We have implemented lightweight spin-wait loops as the core of our synchronization primitives. They are written using x86 assembly instructions, and operate entirely at user space on shared synchronization variables. When such loops are executed on processors supporting HT technology, they can induce additional performance penalty due to memory order violations and consequent pipeline flushes caused upon their exit. Furthermore, they consume significant resources since they spin much faster than the time needed by the memory bus to perform a single update of the synchronization variable. These resources could be otherwise used to make progress on the other logical processor. In order to overcome these issues, we have embedded the pause instruction in the spin loop, as recommended by Intel [4]. This instruction introduces a slight delay in the loop and de-pipelines its execution, preventing it from aggressively consuming valuable processor resources. These are resources that are shared dynamically between the two threads on a hyper-threaded processor; execution units, branch predictors and caches are some examples.

However, some other units, such as micro-ops queues, load/store queues and re-order buffers were designed to be statically partitioned, such that each logical processor can use at most half of their entries. When a thread executes a pause, it does not releases the entries reserved for it. It continues to occupy them, while they could be entirely allocated to the sibling thread to help it execute at a greater efficiency. By using the privileged halt instruction, a logical processor can relinquish all of its statically partitioned resources, make them fully available to the other logical processor, and stop its execution going into a sleeping state. When it later receives an inter-processor interrupt (IPI) from the active processor, it resumes its execution and the resources are partitioned again.

The halt instruction is primarily intended for use by the operating system scheduler. Multithreaded applications with threads intended to remain idle for a long period, could take advantage of this instruction to boost their execution. This was the case for some of the multithreaded codes we developed throughout our study. We implemented kernel extensions that allow from user space the execution of halt on a particular logical processor, and the wake-up of this processor by sending IPIs to it. By integrating these extensions in the spin-wait loops, we are able to construct long duration wait loops that do not consume significant processor resources. Excessive use of these primitives, however, in conjunction with the resultant multiple transitions into and out of the halt state of the processor, incur extra overhead in terms of processor cycles. This is a performance tradeoff that we took into consideration throughout our experiments. Using the spin-wait loops, we implemented also barrier synchronization mechanisms with sense-reversing, as described in [12].

### 3.2 Implementing speculative precomputation

There are two main issues that must be taken into account in order to effectively perform software prefetching using the multiple execution contexts of a hyper-threaded processor. First of all, the distance at which the precomputation thread runs ahead of the main computation thread, has to be sufficiently large so that the data is prefetched into the caches before the computation thread makes use of it. At the same time it must be kept small enough, so that cache lines prefetched do not evict useful data in the cache that have not yet been consumed by the computation thread. Secondly, we must guarantee that the co-execution of the precomputation thread does not result in excessive consumption of shared resources that could be critical for the sibling computation thread.
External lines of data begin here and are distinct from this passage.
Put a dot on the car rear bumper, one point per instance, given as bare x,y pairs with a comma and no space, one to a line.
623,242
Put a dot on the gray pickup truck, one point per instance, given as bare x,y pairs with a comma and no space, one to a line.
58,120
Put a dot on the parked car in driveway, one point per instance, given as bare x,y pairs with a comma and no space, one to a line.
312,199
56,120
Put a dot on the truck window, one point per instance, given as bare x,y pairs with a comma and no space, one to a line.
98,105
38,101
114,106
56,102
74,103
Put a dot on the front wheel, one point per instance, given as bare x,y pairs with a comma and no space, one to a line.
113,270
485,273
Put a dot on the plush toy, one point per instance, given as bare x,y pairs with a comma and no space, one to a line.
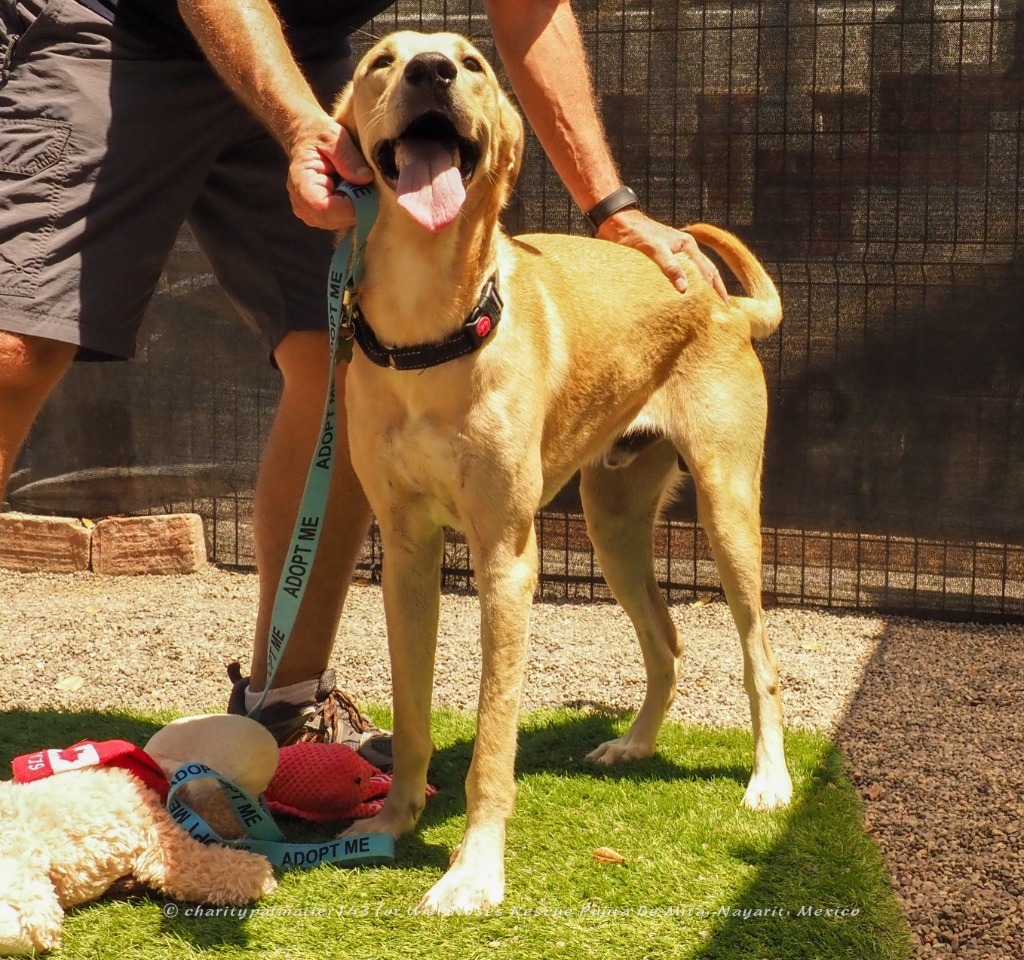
76,827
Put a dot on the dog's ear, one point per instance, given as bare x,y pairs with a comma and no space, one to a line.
512,143
344,112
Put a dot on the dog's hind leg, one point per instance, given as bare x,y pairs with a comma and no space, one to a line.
724,451
621,506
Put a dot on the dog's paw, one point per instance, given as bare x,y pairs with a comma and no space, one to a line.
465,889
772,791
620,750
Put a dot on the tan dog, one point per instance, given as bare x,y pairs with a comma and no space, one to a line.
593,343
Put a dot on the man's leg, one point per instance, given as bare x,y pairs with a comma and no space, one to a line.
29,368
301,356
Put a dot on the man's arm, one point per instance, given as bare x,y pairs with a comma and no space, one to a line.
244,41
540,44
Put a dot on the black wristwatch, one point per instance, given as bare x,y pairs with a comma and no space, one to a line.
623,199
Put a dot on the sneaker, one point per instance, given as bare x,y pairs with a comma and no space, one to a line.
332,717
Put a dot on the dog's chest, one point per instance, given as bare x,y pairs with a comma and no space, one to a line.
421,459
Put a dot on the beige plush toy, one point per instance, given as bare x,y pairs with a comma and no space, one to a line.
66,838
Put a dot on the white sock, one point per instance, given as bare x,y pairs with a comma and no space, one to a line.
301,693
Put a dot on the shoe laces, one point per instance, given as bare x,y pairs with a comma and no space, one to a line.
334,709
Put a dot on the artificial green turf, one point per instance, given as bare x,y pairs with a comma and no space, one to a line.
702,878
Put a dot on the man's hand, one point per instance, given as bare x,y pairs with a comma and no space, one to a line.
662,244
318,153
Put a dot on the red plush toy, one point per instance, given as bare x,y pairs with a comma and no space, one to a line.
327,781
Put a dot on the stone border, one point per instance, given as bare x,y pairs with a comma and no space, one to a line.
116,546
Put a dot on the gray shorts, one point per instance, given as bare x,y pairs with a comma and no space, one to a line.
108,145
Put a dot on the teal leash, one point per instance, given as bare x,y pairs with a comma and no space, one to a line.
346,272
264,835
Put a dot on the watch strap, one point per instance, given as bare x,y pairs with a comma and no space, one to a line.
623,199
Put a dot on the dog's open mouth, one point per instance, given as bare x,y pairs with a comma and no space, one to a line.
428,166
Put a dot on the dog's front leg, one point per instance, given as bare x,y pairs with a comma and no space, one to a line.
507,576
412,597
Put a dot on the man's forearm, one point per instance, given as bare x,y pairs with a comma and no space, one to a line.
540,44
244,41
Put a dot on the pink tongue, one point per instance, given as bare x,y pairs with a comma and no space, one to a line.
430,188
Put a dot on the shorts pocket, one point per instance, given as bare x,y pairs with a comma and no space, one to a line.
31,151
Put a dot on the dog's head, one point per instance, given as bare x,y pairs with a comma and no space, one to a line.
434,125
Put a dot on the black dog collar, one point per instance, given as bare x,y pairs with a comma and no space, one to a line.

The first requirement can be satisfied by imposing a specific upper bound on the amount of data to be prefetched. Whenever this upper bound is reached but the computation thread has not yet started using the prefetched data, the precomputation thread must stop its forward progress in order to prevent potential evictions of useful data from cache. It can only continue when it is signaled that the computation thread starts consuming the prefetched data. In our program codes, this scenario is implemented using synchronization barriers which enclose program regions (precomputation spans) whose memory footprint is equal to the upper bound we have imposed. The barriers for the precomputation thread are placed at the exit points of the spans, and at the entry points of the spans for the sibling computation thread. In this way, precomputation thread always runs ahead of the sibling thread, maintaining a regulated distance. In the general case, and considering their relatively lightweight workload, precomputation threads reach always first the barriers. As a result, computation threads spend negligible portion of the execution time waiting on these barriers. In general, the upper bound we enforced in our codes ranges from  $\frac{1}{A}$  to  $\frac{1}{2}$  of the L2 cache size, where A is the associativity of the cache (8 in our case). The fraction  $\frac{1}{4}$  is proposed in [14] as a means to eliminate potential conflict misses.

In order to identify precomputation spans with memory footprints of a specific size, we followed two different approaches. For programs with regular or predictable memory access patterns, spans were identified by simple inspection. For codes whose access patterns were difficult to determine a-priori, we had to conduct memory profiling using the Valgrind simulator[11]. From the profiling results we were able to determine and isolate the instructions that caused the majority(92% to 96%) of L2 misses. In either case, precomputation threads were constructed manually from the original code of the main computation threads, preserving only the memory loads that triggered the majority of L2 misses; all other instructions were eliminated.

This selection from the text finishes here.